Desde que Marcos Molina transformou a Marfrig na controladora da BRF em maio do ano passado, o mercado especulava a respeito do futuro do comando da dona da Sadia e Perdigão, ocupada há três anos por Lourival Luz.
A resposta chegou na manhã desta terça-feira, 30 de agosto, com o anúncio de que Miguel Gularte assumirá o comando da BRF a partir de hoje. O executivo, que comanda a Marfrig desde março de 2020, será substituído no frigorífico por Rui Mendonça, até então diretor de industrializados para a América do Sul.
Gularte chega para assumir uma empresa que muitos investidores e analistas entendem não ter alcançado seu devido potencial. Mesmo sendo uma das maiores produtoras de alimentos do mundo, com valor de mercado de R$ 18,1 bilhões, a disputa entre acionistas prejudicou o estabelecimento e cumprimento de planos estratégicos.
O principal desafio de Gularte será justamente reestruturar e dar rumo à empresa, tornando-a mais ágil, além de recuperar a confiança do mercado em relação à tese de investimento da companhia, segundo Leonardo Alencar, chefe da área de análise para agro, alimentos e bebidas da XP Investimentos.
Ele destaca que a BRF está passando pelo quinto plano de turnaround desde que a fusão entre Sadia e Perdigão foi concluída, em 2013, mas ainda não conseguiu de fato se tornar uma companhia unificada, prejudicando o estabelecimento de uma estratégia de longo prazo crível.
“Quem é a BRF? Até agora parece ser apenas a junção de Sadia e Perdigão, não parece que virou a BRF de fato, naquela empresa vislumbrada”, afirma Alencar ao NeoFeed. “Gularte vai ter que ser transparente e trazer uma nova visão para a BRF, alinhada com as oportunidades estratégicas que estão postas.”
No sentido da agilidade, Gularte deve dar sequência às medidas de ganho de eficiência sendo tomadas desde o começo do ano. Quando Molina assumiu como presidente do conselho de administração da BRF no começo de abril, ele deu início a um processo de simplificação da estrutura, visando a reduzir custos e desengessar o dia a dia da companhia, marcado por processos lentos e burocráticos.
Lourival Luz estava tocando essa estratégia e conseguindo fazer ajustes operacionais que trouxeram bons resultados. A decisão de reduzir a oferta de frango, depois de registrar estoques em patamares elevados no primeiro trimestre, levou a um balanço considerado positivo no segundo trimestre.
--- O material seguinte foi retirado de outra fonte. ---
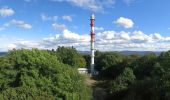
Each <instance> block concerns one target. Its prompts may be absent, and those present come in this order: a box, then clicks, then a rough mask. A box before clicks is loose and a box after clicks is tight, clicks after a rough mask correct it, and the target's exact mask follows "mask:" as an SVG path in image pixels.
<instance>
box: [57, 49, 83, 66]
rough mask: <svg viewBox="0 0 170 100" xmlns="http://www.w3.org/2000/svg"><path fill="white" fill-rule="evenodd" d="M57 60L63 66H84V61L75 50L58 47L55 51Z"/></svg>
mask: <svg viewBox="0 0 170 100" xmlns="http://www.w3.org/2000/svg"><path fill="white" fill-rule="evenodd" d="M56 53H57V56H58V59H59V60H60V61H61V62H63V63H64V64H68V65H70V66H72V67H76V68H80V67H85V66H86V61H85V59H84V58H83V56H82V55H80V54H79V53H78V52H77V51H76V49H75V48H65V47H58V49H57V51H56Z"/></svg>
O destaque do período foi a margem Ebitda ajustada, que cresceu 9,6 pontos percentuais em relação aos primeiros três meses do ano, para 10,6%. Em relação ao segundo trimestre de 2021, a receita líquida aumentou 11,2%, para R$ 13 bilhões, e o Ebitda ajustado cresceu 7,7%, para R$ 1,3 bilhão. Já a última linha do balanço mostrou piora, com o prejuízo crescendo 95%, para R$ 468 milhões, prejudicado pela parte financeira.
Mesmo com Luz tendo resultados para mostrar, Molina sinaliza com a troca que pretende ter alguém de confiança à frente da BRF, depois de realizar uma série de operações no mercado para que a Marfrig tenha uma participação de 33,3% na BRF.
“Não é que Lourival não esteja entregando, mas agora a BRF tem alguém no comando mais próximo do conselho, checando se tudo que o conselho está tentando implementar está acontecendo”, diz um analista que acompanha a empresa e pediu para não ser identificado.
Com a chegada de Gularte, surgem novamente as especulações sobre uma possível fusão da BRF e Marfrig. Molina não conseguiu unir as duas empresas em 2019, e as operações que realizou no ano passado para aumentar sua participação na processadora de alimentos ressuscitaram o tema no mercado.
Para Alencar, da XP, esta troca de comando não necessariamente é um passo para fusão, principalmente no curto e médio prazo. No longo prazo, uma união pode ocorrer se este mais recente turnaround aproximar a cultura das empresas. “Molina sempre foi vocal ao dizer que o investimento em Marfrig é passivo, mas vemos que não é o caso”, afirma
Por volta das 14h03, as ações da BRF subiam 0,73%, para R$ 16,49. No ano, elas acumulam queda de 26,8%.
Os papéis da Marfrig recuavam 3,35%, para R$ 13,55. No ano, eles registram queda acumulada de 38,6%, levando o valor de mercado a R$ 8,9 bilhões.